Key Immune System Genes Identified to Explain High COVID Deaths and Spread in Northern Italy Versus Fewer Cases and Deaths in the South

To investigate whether a specific genetic asset could have contributed to protect Southern citizens, Antonio Giordano, M.D., Ph.D., Founder and Director of the Sbarro Institute for Cancer Research and Molecular Medicine, Temple University, in Philadelphia and Professor of Pathology at the University of Siena, Italy, and his research team investigated the prevalence of alleles of the Human Leukocyte Antigen (HLA) gene system in the Italian population. The HLA system is a highly polymorphic set of genes, inherited in block by the parents, which encode molecules with a key role in shaping the antiviral immune response.
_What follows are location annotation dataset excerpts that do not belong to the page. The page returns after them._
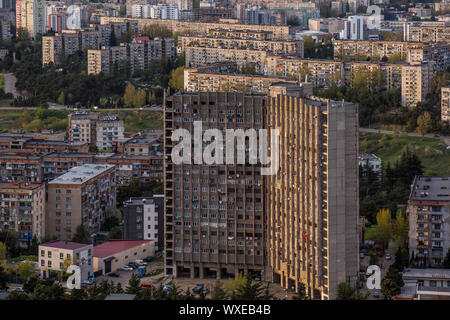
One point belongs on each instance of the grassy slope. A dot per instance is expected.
(433, 154)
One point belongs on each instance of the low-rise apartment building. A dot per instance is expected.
(114, 254)
(199, 56)
(22, 209)
(80, 196)
(282, 47)
(55, 256)
(429, 217)
(199, 80)
(144, 219)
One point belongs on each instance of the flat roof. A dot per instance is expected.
(81, 174)
(112, 247)
(60, 244)
(430, 188)
(427, 273)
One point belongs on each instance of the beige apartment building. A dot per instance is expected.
(321, 73)
(22, 209)
(445, 103)
(30, 15)
(52, 48)
(280, 47)
(55, 256)
(429, 214)
(81, 196)
(278, 32)
(197, 80)
(312, 230)
(198, 56)
(416, 82)
(424, 33)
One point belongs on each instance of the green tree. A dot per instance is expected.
(249, 290)
(26, 270)
(424, 123)
(218, 292)
(82, 235)
(176, 81)
(389, 288)
(130, 93)
(384, 227)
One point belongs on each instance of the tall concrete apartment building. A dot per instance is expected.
(416, 82)
(214, 218)
(22, 209)
(30, 15)
(445, 103)
(429, 214)
(295, 226)
(80, 196)
(312, 203)
(99, 130)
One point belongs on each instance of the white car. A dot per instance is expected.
(127, 268)
(140, 262)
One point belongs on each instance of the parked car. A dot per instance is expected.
(113, 275)
(199, 288)
(140, 262)
(147, 286)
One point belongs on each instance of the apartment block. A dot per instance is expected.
(96, 129)
(278, 32)
(20, 168)
(52, 48)
(30, 16)
(376, 50)
(280, 47)
(144, 219)
(55, 255)
(98, 61)
(22, 209)
(312, 230)
(445, 103)
(321, 73)
(199, 56)
(81, 196)
(214, 218)
(439, 32)
(198, 80)
(429, 214)
(416, 82)
(134, 167)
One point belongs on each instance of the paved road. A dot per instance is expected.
(445, 139)
(10, 84)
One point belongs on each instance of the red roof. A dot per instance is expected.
(64, 245)
(115, 246)
(141, 38)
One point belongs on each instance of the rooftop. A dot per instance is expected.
(68, 245)
(81, 174)
(115, 246)
(430, 188)
(427, 273)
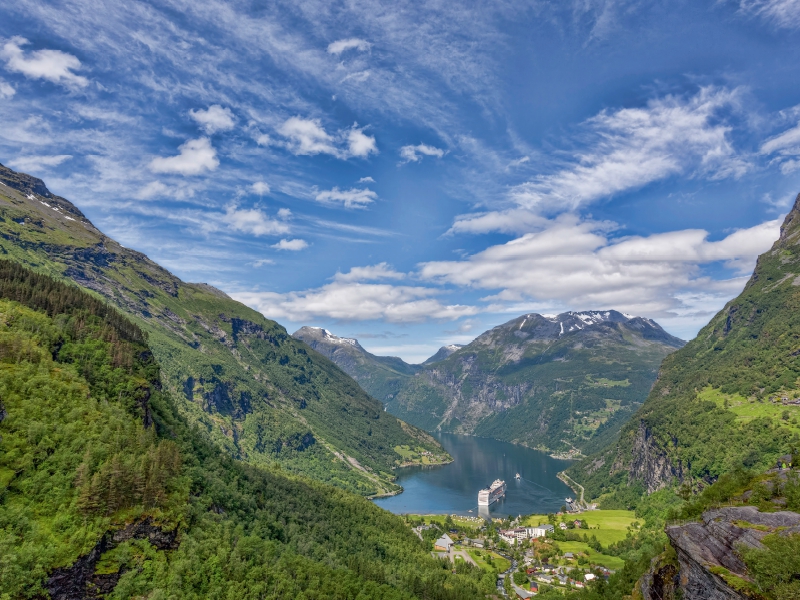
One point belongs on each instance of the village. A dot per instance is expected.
(532, 553)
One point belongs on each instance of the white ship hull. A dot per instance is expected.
(489, 496)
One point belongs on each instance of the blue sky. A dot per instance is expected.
(413, 174)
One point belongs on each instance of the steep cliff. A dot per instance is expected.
(253, 390)
(726, 398)
(560, 382)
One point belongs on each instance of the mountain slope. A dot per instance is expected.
(107, 491)
(558, 382)
(250, 387)
(719, 402)
(380, 376)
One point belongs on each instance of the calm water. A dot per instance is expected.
(453, 488)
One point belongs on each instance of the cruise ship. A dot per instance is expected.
(490, 495)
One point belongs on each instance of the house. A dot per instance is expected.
(541, 530)
(443, 544)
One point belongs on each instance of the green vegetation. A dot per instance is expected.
(90, 447)
(775, 569)
(554, 392)
(717, 404)
(248, 386)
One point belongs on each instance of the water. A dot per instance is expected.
(453, 488)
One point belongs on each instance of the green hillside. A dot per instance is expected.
(562, 383)
(106, 490)
(724, 400)
(380, 376)
(252, 389)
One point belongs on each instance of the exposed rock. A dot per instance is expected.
(650, 464)
(79, 581)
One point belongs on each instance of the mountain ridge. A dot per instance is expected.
(256, 392)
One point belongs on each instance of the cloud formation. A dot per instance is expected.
(340, 46)
(52, 65)
(631, 147)
(353, 301)
(308, 137)
(32, 163)
(415, 153)
(352, 198)
(196, 156)
(214, 118)
(253, 221)
(294, 245)
(577, 263)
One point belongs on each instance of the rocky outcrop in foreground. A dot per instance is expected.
(708, 563)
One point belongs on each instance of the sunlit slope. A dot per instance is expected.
(107, 491)
(556, 382)
(250, 387)
(718, 402)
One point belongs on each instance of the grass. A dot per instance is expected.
(459, 521)
(747, 410)
(499, 563)
(595, 558)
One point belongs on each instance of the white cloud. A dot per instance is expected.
(340, 46)
(296, 244)
(53, 65)
(631, 147)
(195, 157)
(783, 13)
(351, 301)
(576, 263)
(37, 163)
(214, 118)
(6, 90)
(352, 198)
(370, 273)
(252, 221)
(360, 144)
(415, 153)
(308, 137)
(260, 188)
(157, 189)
Specific alleles of the HLA system are associated with development of a wide range of diseases including autoimmune diseases and viral infections.

The authors performed a geographical ecological study evaluating the possible association of HLA allele prevalence and Covid-19 incidence across the twenty Italian regions and their provinces. HLA data were retrieved from the published dataset of the Italian Bone Marrow Donor Registry including nearly 500.000 donor volunteers. The authors selected those HLA alleles which showed differences in prevalence across the country to assess whether they could correlate with the new coronavirus infection. Overall the authors identified a set of 7 HLA class I alleles which showed a positive association with Covid-19 incidence data (provided by the Civil Protection) and 3 HLA class I alleles, which showed a negative association.
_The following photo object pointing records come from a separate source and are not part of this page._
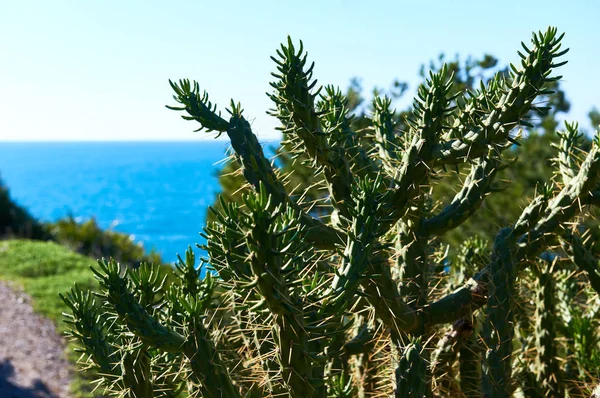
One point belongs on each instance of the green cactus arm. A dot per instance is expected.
(205, 360)
(470, 367)
(476, 187)
(274, 232)
(497, 328)
(88, 329)
(564, 206)
(132, 313)
(335, 119)
(382, 293)
(136, 376)
(431, 109)
(363, 231)
(582, 257)
(387, 139)
(256, 167)
(445, 354)
(411, 373)
(511, 106)
(594, 197)
(197, 105)
(569, 142)
(548, 372)
(543, 217)
(412, 263)
(295, 107)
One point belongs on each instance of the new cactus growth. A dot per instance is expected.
(356, 303)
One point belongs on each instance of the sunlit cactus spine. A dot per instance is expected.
(365, 301)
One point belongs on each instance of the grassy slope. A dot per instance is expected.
(44, 269)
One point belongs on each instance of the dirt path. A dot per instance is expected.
(32, 360)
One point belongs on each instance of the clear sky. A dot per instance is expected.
(99, 70)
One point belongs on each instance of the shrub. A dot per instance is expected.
(367, 302)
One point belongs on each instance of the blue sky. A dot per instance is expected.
(99, 70)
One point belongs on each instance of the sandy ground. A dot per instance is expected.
(32, 360)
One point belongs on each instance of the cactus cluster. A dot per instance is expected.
(363, 302)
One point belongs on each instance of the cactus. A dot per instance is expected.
(353, 303)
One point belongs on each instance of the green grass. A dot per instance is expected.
(44, 269)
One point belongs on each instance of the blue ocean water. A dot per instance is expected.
(156, 191)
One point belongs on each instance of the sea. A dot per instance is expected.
(156, 192)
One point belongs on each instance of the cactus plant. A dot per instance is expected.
(355, 303)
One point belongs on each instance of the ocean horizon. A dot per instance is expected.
(156, 191)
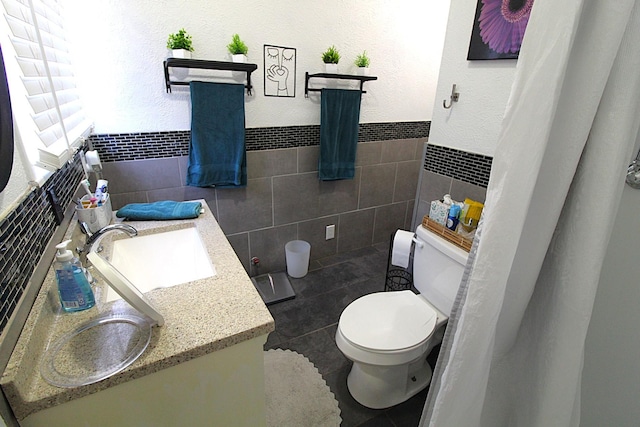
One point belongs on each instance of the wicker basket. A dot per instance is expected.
(445, 233)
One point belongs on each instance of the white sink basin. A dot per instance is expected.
(161, 260)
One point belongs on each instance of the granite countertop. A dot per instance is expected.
(201, 317)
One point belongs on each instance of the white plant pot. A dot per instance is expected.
(240, 58)
(331, 68)
(181, 53)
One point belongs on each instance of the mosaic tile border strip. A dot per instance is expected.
(148, 145)
(468, 167)
(25, 233)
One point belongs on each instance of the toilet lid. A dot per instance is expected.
(386, 321)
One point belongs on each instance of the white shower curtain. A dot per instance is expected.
(513, 352)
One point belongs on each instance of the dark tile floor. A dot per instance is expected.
(307, 325)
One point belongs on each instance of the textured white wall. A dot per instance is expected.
(120, 46)
(473, 124)
(17, 185)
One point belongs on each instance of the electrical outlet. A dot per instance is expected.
(330, 232)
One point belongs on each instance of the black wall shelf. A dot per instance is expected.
(308, 76)
(206, 65)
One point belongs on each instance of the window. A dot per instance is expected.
(48, 113)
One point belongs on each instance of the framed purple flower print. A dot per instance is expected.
(499, 28)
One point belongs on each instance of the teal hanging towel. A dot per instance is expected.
(217, 155)
(339, 120)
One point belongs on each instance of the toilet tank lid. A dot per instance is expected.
(386, 321)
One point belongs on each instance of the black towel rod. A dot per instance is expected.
(206, 65)
(308, 76)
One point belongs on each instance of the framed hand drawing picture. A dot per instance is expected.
(279, 71)
(498, 28)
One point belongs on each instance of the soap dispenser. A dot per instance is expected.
(73, 287)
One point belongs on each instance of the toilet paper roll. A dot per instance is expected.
(401, 248)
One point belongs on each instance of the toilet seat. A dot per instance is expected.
(387, 322)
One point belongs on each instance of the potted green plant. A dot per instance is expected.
(238, 49)
(362, 62)
(331, 57)
(180, 44)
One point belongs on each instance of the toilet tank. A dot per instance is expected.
(437, 269)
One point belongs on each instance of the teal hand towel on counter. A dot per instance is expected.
(217, 155)
(164, 210)
(339, 122)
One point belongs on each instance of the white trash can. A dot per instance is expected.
(297, 254)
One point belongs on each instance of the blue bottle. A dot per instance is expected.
(73, 287)
(454, 215)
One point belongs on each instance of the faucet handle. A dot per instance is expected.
(84, 227)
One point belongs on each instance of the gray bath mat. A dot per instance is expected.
(296, 394)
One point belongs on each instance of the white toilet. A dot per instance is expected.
(388, 335)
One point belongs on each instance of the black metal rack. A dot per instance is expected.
(206, 65)
(308, 76)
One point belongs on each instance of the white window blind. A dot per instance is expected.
(36, 33)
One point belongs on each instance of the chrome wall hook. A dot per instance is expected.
(454, 98)
(633, 173)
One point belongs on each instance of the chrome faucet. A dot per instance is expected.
(93, 237)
The authors then performed a multivariable regression analysis to examine HLA alleles independently of each other to rule out mutual confounding and including also the regions in the model as possible confounders. The analysis showed that, among the ten alleles, only HLA-B*44 and C*01 alleles maintained a positive and independent association with Covid-19 incidence, suggesting that these variants might be permissive to viral infection. The authors zoomed into regions such as Emilia Romagna and Marche which showed unexplained intra-regional differences within provinces. Here the prevalence of B*44 could almost exactly predict the incidence of Covid-19.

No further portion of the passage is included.